# Solenoid needed for my Gaggia Classic Coffee



## torp (May 6, 2011)

Hi,

although I'm new to the forum I've been making espresso for years!

Now my Gaggia is just straining the pump but nothing is coming out of brew head.

Still the same after a full strip and descale so I suspect solenoid failure.

I know some people here can supply spare parts so hopefully they'll see my cry for help!

Many thanks,

Simon


----------



## gaggiamanualservice.com (Dec 22, 2009)

simon, i can sort you a solenoid for £40 but its much cheaper to clean it . check the post that glen fixed on the wiki page for cleaning. hope you manage it ok

mark


----------



## gaggiamanualservice.com (Dec 22, 2009)

you will need to clean your bolier too or the same problem will just happen again


----------



## torp (May 6, 2011)

Well one wiki led to another and I have fixed my problem.

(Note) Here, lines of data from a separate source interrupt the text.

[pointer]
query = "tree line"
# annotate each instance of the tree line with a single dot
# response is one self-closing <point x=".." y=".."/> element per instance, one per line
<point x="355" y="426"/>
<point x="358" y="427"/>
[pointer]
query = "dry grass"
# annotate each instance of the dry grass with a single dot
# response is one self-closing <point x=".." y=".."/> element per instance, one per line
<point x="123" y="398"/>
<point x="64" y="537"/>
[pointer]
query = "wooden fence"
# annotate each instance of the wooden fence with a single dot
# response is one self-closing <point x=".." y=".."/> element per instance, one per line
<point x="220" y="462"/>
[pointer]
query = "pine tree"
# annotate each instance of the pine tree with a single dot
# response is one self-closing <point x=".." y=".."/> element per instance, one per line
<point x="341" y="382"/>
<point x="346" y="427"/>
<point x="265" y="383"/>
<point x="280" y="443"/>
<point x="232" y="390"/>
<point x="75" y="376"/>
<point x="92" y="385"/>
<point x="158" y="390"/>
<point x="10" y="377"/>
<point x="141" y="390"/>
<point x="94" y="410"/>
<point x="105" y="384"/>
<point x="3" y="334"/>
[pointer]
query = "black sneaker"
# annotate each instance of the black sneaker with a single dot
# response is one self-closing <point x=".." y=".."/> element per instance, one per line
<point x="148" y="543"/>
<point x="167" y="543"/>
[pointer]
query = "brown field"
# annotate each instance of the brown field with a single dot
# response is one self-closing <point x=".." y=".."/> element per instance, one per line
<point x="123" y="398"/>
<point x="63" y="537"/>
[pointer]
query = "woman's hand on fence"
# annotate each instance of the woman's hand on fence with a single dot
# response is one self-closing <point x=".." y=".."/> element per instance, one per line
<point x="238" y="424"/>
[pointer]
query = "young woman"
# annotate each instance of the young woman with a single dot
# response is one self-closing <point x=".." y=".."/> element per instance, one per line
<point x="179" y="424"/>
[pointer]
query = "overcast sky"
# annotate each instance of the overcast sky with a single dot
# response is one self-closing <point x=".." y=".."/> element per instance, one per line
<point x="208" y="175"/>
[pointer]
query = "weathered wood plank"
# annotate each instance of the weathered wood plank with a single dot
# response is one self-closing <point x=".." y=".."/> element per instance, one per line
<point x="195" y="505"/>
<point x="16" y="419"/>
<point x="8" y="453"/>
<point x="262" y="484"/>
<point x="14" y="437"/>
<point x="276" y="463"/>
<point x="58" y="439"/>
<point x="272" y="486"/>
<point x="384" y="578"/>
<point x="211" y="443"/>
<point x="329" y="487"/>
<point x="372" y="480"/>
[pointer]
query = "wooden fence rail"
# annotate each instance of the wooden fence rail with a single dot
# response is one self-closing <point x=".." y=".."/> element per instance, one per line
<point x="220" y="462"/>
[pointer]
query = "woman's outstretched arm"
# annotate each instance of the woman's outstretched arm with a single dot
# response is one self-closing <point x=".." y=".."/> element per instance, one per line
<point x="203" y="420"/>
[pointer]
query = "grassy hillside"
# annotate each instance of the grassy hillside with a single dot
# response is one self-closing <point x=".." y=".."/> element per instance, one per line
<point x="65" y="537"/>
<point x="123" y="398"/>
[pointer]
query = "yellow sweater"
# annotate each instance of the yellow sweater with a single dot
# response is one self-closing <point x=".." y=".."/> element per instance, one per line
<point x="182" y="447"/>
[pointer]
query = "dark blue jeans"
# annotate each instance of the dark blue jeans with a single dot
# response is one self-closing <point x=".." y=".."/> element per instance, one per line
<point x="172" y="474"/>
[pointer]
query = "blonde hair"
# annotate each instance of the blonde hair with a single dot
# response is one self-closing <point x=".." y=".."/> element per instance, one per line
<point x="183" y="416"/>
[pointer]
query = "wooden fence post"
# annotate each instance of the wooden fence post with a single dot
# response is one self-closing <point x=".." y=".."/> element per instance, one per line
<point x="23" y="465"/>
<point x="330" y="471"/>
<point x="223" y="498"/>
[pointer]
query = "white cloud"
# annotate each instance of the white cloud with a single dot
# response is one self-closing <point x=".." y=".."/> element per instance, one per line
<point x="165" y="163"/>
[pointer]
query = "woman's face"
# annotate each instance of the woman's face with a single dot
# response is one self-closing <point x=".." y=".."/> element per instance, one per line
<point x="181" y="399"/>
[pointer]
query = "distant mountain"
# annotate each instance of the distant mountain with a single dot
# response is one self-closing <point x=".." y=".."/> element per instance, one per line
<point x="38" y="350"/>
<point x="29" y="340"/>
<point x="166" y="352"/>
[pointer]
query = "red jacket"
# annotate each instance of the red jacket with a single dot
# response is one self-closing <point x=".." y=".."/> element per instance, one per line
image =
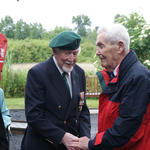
<point x="124" y="108"/>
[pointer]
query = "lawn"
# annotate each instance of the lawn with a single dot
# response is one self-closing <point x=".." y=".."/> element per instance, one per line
<point x="18" y="103"/>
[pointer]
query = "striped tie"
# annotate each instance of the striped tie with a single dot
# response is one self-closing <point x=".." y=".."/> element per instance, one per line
<point x="64" y="74"/>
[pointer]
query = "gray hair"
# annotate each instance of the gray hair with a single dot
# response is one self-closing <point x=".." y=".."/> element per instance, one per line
<point x="114" y="33"/>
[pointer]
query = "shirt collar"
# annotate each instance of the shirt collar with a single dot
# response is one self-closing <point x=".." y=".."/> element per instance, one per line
<point x="115" y="70"/>
<point x="60" y="70"/>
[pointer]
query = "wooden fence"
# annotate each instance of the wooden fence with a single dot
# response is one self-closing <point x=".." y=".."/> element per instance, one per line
<point x="93" y="88"/>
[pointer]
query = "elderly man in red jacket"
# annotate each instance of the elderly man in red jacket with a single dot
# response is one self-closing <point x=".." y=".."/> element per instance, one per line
<point x="124" y="104"/>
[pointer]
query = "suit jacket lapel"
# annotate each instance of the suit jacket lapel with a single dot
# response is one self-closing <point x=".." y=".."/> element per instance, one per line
<point x="75" y="92"/>
<point x="58" y="81"/>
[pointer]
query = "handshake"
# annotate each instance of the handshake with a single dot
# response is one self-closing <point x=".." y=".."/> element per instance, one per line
<point x="74" y="143"/>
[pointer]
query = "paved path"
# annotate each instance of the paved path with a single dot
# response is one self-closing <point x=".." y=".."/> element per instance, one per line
<point x="16" y="139"/>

I had been unable to remove the shower head holder until I read the wiki

"easy way to do it and this is a tip for all gaggia users, i went to my local hardware shop with my shower disc screw and got a philips head bolt 1 inch long, screw this into the holding plate and no matter how hard it is stuck on it will always lift the fixed plate off without any damage.

mark"

Once this had come off, water flows OK!

Thanks guys for your help here,

Simon.


----------